There's a bit of jubilation in the air. An email came in from the CSE Chair. My husband is copied on all correspondence and he said, "you're going to want to read this". I was enjoying lunch at the time. Thinking it was something that was going to get the acid started in my stomach, I thought I would finish my meal. Tony, my dear husband, said "I think you're going to like this". I've had such a long, struggle meeting eye to eye with the district that I couldn't imagine anything at this point would make me happy. The district has been less than agreeable.
Finally, with a certain amount of trepidation, I opened the email. There was an apology from the Chair with something about he intended to discuss it at the meeting but it fell to the way side. I thought, hmm, if this piece was predetermined it should've appeared on the draft IEP. I can't help to question the sincerity and motives of the distrist as they appeared only interested in their own agenda. At the meeting, I shared background about my son that got their immediate attention. Things that frankly, I shouldn't have been compelled to do but all information about Aren that can help the district meet his educational needs is all that matters. I think the change in these considerations are squarely the result of disclosing more pieces of my son's world. Sometimes, people can be short sighted and blinded by their own self interests. When people are not exposed to different cultures, it creates a tunnel vision. And, we continue to have serious issues connected to race especially in homogenous communities. Thoughts that are clouded by prejudices have the real potential of impacting civil liberties. I'm not saying that's what happened. I'm saying, it's a real possibility.

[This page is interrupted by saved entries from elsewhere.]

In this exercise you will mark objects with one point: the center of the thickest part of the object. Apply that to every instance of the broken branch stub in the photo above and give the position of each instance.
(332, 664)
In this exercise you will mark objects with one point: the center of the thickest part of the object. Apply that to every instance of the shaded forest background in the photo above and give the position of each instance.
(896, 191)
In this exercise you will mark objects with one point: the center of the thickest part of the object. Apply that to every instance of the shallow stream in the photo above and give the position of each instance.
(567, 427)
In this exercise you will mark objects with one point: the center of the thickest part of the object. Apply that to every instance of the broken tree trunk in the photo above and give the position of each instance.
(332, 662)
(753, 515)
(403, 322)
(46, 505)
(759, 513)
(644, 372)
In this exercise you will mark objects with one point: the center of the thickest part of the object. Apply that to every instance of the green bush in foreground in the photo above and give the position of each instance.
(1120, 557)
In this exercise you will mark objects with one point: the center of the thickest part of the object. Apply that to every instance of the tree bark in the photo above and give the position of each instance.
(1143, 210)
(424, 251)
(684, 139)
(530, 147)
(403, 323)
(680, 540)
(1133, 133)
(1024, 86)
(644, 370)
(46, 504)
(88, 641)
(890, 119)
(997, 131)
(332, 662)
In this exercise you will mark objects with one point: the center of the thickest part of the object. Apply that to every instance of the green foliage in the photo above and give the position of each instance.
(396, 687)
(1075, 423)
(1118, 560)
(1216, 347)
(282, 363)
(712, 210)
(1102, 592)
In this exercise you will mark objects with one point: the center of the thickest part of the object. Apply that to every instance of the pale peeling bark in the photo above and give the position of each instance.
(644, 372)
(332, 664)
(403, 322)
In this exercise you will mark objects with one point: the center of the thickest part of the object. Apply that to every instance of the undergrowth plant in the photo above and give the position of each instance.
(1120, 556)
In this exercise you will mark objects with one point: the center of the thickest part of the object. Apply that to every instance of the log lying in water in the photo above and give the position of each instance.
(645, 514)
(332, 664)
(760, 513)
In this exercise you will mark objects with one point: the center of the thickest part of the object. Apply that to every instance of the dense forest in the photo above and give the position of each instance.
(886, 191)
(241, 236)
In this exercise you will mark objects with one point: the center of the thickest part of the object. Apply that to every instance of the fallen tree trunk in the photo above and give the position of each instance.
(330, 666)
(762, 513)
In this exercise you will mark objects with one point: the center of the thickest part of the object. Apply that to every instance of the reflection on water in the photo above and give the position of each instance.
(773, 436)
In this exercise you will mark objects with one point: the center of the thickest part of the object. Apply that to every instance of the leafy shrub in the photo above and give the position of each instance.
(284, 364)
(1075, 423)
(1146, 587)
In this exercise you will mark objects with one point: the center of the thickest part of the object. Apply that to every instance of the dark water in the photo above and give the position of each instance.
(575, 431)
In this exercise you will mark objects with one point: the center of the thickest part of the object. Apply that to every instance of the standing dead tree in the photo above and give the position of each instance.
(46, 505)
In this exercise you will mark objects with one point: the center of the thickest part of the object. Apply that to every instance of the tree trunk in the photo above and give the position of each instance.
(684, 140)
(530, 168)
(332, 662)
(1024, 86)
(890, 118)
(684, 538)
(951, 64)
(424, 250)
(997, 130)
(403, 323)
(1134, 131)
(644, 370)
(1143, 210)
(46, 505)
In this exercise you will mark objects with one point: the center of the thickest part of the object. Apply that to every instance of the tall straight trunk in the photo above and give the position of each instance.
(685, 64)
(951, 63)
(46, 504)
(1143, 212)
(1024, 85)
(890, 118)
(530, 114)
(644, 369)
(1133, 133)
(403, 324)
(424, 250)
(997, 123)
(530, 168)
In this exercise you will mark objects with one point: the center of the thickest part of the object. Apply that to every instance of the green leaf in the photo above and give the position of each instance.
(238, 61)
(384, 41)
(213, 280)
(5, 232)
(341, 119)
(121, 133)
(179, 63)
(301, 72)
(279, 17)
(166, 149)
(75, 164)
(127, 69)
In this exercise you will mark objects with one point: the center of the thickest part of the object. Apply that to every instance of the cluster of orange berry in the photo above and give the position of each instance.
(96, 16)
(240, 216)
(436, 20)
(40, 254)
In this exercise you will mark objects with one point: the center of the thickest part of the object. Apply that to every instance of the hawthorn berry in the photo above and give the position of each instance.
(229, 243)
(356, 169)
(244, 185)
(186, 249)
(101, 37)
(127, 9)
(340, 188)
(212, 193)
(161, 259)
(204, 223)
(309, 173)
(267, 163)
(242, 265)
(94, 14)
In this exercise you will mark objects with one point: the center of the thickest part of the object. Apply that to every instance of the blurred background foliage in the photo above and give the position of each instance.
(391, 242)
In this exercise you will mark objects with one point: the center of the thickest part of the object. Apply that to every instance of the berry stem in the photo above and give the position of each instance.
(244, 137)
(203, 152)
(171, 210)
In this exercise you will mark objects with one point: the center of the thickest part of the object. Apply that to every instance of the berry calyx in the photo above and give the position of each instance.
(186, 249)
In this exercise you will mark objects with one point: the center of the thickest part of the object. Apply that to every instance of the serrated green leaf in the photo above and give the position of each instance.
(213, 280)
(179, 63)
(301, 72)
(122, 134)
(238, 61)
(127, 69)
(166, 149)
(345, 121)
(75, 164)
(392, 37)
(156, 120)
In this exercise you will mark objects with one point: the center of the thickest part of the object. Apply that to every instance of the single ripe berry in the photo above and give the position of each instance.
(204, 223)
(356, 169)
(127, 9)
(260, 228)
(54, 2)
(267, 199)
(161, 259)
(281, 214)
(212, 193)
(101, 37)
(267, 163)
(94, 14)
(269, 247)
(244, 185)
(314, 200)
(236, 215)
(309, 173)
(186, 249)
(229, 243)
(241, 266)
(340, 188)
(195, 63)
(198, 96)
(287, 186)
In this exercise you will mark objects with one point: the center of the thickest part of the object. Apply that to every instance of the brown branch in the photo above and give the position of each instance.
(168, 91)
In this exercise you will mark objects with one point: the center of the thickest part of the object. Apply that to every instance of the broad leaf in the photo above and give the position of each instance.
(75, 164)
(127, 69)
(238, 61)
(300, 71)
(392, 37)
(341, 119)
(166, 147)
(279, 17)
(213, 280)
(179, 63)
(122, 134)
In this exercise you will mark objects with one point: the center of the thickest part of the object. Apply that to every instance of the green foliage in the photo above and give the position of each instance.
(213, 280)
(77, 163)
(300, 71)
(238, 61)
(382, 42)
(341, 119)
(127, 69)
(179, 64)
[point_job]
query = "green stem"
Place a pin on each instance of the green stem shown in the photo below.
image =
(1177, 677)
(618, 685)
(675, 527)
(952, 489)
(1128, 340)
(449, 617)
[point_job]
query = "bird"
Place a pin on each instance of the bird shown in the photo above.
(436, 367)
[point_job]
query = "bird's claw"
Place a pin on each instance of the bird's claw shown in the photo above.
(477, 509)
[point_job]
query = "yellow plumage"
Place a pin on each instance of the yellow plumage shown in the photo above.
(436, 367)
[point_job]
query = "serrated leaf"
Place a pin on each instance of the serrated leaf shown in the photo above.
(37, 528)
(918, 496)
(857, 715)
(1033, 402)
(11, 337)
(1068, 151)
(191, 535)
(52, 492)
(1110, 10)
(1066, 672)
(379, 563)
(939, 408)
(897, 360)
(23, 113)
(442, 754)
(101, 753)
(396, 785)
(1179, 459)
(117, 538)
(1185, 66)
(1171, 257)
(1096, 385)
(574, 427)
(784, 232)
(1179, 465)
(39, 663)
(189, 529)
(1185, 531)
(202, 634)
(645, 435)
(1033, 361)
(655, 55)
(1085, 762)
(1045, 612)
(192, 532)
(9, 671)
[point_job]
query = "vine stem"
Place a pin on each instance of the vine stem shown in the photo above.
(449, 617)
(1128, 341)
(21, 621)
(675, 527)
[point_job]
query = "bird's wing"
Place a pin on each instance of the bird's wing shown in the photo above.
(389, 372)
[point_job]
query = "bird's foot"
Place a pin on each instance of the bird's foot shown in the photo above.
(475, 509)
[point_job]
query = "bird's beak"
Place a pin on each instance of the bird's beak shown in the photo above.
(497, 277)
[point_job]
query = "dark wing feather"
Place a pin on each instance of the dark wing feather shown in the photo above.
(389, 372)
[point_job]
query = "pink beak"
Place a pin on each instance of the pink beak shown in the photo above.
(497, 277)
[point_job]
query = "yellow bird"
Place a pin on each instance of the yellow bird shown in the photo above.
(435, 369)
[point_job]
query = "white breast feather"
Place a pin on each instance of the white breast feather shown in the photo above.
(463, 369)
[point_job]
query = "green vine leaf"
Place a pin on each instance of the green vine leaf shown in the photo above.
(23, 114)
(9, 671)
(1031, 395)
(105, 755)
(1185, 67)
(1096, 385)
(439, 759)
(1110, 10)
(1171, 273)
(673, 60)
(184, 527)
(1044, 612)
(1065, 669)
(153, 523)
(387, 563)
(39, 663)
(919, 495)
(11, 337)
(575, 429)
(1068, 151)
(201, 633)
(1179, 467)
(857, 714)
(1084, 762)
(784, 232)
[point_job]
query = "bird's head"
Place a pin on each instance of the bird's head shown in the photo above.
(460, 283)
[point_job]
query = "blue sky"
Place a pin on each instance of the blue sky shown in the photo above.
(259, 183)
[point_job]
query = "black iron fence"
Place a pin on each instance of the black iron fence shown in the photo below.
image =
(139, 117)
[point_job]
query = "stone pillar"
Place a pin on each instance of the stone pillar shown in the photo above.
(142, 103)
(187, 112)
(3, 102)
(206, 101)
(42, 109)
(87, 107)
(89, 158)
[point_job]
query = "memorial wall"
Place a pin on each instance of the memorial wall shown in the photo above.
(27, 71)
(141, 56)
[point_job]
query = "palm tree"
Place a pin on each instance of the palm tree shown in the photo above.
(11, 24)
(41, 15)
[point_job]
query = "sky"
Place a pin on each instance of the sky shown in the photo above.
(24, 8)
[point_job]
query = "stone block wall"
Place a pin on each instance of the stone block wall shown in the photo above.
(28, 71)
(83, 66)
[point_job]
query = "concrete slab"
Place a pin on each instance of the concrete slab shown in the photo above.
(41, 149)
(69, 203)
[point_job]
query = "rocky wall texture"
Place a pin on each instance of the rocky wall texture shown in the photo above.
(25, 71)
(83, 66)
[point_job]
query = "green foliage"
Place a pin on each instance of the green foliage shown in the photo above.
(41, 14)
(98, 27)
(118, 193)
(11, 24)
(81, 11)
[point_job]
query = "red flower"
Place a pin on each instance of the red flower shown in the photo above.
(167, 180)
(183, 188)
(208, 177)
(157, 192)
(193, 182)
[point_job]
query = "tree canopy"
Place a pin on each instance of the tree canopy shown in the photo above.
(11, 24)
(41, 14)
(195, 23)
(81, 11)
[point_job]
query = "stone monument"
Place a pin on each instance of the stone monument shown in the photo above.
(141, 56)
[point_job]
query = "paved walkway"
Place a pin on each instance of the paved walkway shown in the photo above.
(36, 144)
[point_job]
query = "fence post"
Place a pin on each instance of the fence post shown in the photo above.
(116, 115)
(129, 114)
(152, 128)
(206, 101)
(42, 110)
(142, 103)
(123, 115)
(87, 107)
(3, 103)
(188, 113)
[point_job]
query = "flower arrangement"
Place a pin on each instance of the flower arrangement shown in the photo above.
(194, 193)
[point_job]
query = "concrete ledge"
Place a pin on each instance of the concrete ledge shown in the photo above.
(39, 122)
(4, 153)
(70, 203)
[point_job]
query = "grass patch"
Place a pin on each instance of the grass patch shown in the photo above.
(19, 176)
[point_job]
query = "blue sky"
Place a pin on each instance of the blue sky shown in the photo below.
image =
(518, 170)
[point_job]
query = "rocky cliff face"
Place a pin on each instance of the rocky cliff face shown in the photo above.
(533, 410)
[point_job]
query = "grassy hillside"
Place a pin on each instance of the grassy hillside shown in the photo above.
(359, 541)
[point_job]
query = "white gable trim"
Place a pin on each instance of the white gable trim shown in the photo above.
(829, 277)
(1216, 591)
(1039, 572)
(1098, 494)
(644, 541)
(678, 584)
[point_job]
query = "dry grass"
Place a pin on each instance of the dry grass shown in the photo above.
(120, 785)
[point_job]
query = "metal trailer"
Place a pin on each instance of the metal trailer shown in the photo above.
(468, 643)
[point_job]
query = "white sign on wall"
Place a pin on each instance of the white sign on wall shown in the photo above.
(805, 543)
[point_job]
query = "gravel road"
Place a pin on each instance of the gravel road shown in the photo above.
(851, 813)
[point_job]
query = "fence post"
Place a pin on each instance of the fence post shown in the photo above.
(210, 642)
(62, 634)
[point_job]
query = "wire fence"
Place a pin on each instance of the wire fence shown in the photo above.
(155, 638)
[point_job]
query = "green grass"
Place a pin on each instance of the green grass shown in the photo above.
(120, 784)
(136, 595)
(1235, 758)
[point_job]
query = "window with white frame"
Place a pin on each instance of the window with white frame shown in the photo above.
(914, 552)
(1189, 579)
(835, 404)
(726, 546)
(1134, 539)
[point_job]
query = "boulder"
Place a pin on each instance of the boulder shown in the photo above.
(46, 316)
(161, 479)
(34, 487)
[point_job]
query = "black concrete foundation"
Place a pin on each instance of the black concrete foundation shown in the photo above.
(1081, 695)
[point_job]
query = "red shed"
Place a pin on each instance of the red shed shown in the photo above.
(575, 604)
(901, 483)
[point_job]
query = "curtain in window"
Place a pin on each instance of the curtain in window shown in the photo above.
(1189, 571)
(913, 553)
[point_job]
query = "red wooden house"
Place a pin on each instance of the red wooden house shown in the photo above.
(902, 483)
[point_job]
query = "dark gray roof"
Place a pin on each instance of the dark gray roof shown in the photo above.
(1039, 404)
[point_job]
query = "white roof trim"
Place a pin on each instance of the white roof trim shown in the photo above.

I realize, what is apparant to me might not be obvious to others unless we open a window to help them see. The district loses sight that parents bring very important life experiences to the table. When parents want to bring them in to show things from their point of view, districts need to listen carefully and with sincerity. Many parents are only wanting to see their children succeed and receive the services they are entitled to under the law. Districts need to stop saying "we don't see it here" and attempt to convince parents, if they don't see it, it doesn't impact learning. Rubbish. Everything about a child has the potential to impact their education. And, there are somethings more obvious than others. That is where active, careful listening steps in.
The district has offered an extended school year ESY for my son! On the draft IEP, this category was a negative. This piece was removed from last year's IEP. It has been demonstrated that once a dsitrict removes a service or accommodation, it's usually at the point of no return. This is why I'm skeptical of the district's original intent. I know, you're probably saying, what does it matter so long as he's getting the services. Well, it matters because there was a huge struggle to arrive as this point in the destination. And, it came about with a great deal of stress. In my mind, based on my son's diagnosis, the extended year is a given because he is lacking behind by two years in reading! Since the very beginnning, it's repeated over and over, my son needs a lot of repetition so again, ESY is absolutely necessary. That is why we have these laws in the first place. It is to ensure children with disabilities are given the same opportunites to succeed as non-disabled children. That translates into additional accomodations.
Included in the ESY, Aren will receive speech and language twice each week and occupational therapy once each week. The district is looking into adding in academics so my son can continue to work on math. All of this is very positive for my son and I'm elated the dsitrict has come across. However, I'm still holding out for the dsitrict to restore the PDD-NOS, ADHD and add in Dyslexia and Non Verbal Language Disorder NVLD. These are what my son has been diagnosed with and it's important it's in the IEP. I don't know where things will change in the future and as long as my son is in school, he needs these alerts. It is important because anyone who interacts with Aren, must have a clear understanding so that they can appropriately meet his needs and make adjustments wherever it's needed.
Yes, I'm doing a little dance for my son. This is not about me and winning against a district. It's all about my son getting what he needs. With that being said, it's appropriate to feel a bit celebratory in this regard.